On the plains of San Agustin, a vast new mexican valley filled with sagebrush and inhabited mostly by cattle, MIT radio astronomer Jacqueline Hewitt sits in the control room of the Very Large Array, a collection of 27 rail-mounted radio telescopes, each with a dish antenna more than 80 feet across. The antennas are positioned as far apart as possible, forming a Y with the control room at the center and the farthest telescope in each arm some 15 miles away. The dishes are all focused on a single point in the sky. Hewitt is tuning in on a quasar--a pointlike object billions of light-years away that radiates the energy of a million suns, mostly as radio waves. She is waiting for its signal to flicker.
At the four-meter optical telescope atop Cerro Tololo, in the dry mountains of northern Chile, another MIT astronomer, John Tonry, is looking at galaxies, trying to measure the subtle differences in brightness across their surfaces. And at Cerro Tololo’s sister telescope, the four-meter on Kitt Peak in southern Arizona, a team of observers from several institutions is scanning galaxies for planetary nebulas, the bright blobs of gas blown off by giant stars in their death throes.
The observations could hardly be more different, but each project is an attempt to answer two of the most fundamental questions about the universe: How big is it, and how old? The questions are equivalent. In asking how big the universe is, we are talking about the visible universe: the sphere, centered on Earth, whose radius is the distance light could have traveled since the Big Bang, when the universe came into being as a single point and began expanding rapidly outward. The distance to the edge of the visible universe, in light-years, is the same as the number of years since the whole universe began. The universe as a whole may well be bigger than the visible universe; in the first nanosecond of its existence it may have undergone a burst of faster-than-light inflation. But astronomers cannot hope to measure what they cannot see.

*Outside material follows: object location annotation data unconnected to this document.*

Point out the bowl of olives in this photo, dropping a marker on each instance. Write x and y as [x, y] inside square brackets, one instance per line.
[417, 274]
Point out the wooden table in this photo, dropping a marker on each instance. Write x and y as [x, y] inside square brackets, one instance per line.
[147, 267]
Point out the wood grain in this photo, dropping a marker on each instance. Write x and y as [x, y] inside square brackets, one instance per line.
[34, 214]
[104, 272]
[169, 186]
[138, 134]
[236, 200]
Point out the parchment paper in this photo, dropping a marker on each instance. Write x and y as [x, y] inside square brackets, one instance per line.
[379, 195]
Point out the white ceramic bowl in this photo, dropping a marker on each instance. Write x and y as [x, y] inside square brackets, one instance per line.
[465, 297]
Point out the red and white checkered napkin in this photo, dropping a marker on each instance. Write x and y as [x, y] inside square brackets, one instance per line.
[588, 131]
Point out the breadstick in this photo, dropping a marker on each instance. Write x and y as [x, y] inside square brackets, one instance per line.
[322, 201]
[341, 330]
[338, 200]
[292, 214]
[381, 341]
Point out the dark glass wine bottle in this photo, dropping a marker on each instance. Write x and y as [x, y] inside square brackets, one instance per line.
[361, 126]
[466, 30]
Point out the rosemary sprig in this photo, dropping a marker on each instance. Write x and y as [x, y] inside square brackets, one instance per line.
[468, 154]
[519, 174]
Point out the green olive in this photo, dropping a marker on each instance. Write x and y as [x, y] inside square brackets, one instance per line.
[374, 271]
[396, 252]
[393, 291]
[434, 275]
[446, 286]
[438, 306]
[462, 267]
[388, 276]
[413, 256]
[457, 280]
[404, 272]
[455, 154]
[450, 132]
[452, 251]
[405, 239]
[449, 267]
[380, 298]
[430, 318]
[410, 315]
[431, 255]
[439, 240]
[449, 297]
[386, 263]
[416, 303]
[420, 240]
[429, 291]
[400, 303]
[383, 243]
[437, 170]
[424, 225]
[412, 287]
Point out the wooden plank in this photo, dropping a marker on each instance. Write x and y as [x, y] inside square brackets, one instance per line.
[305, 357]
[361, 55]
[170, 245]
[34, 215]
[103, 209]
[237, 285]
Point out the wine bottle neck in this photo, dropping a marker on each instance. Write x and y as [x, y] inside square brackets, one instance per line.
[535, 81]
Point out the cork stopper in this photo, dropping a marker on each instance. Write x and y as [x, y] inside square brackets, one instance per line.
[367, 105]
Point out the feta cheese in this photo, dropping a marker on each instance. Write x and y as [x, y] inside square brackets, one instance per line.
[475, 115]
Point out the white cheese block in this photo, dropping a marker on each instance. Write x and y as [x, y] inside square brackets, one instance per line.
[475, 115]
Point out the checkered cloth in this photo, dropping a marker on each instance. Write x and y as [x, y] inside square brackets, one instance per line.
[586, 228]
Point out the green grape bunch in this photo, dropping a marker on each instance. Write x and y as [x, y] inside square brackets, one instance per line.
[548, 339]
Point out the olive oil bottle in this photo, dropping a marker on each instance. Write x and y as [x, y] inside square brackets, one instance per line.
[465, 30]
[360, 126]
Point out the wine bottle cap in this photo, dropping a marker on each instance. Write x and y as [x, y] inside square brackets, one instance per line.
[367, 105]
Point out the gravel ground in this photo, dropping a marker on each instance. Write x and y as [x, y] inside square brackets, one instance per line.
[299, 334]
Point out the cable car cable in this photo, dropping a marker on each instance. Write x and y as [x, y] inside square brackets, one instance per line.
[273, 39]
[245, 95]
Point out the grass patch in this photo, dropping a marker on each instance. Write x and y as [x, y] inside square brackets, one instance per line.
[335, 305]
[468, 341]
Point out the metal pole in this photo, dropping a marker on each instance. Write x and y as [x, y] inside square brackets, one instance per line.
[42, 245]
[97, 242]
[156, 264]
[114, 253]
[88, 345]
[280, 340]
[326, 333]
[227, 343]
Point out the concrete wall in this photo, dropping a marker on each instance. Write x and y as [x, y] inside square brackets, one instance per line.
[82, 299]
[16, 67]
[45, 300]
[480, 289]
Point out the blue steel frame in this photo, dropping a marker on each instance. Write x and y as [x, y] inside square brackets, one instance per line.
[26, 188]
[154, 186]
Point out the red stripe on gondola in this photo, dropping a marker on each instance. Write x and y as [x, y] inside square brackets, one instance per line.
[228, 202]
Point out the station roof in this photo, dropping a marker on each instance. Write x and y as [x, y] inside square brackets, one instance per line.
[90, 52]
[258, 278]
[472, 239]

And they’ve been remarkably unsuccessful at measuring the size of what they can see. They have uncovered some of the secrets of black holes, of pulsars, and of colliding galaxies; they can follow the birth, life, and death of stars in great detail; they can even tell you what happened in the very first seconds after the Big Bang. But they don’t know when that Bang occurred, at least not very accurately. The universe is either 10 billion years old or 20 . . . or somewhere in between. The visible universe is either 20 billion light-years across or 40 billion . . . or somewhere in between.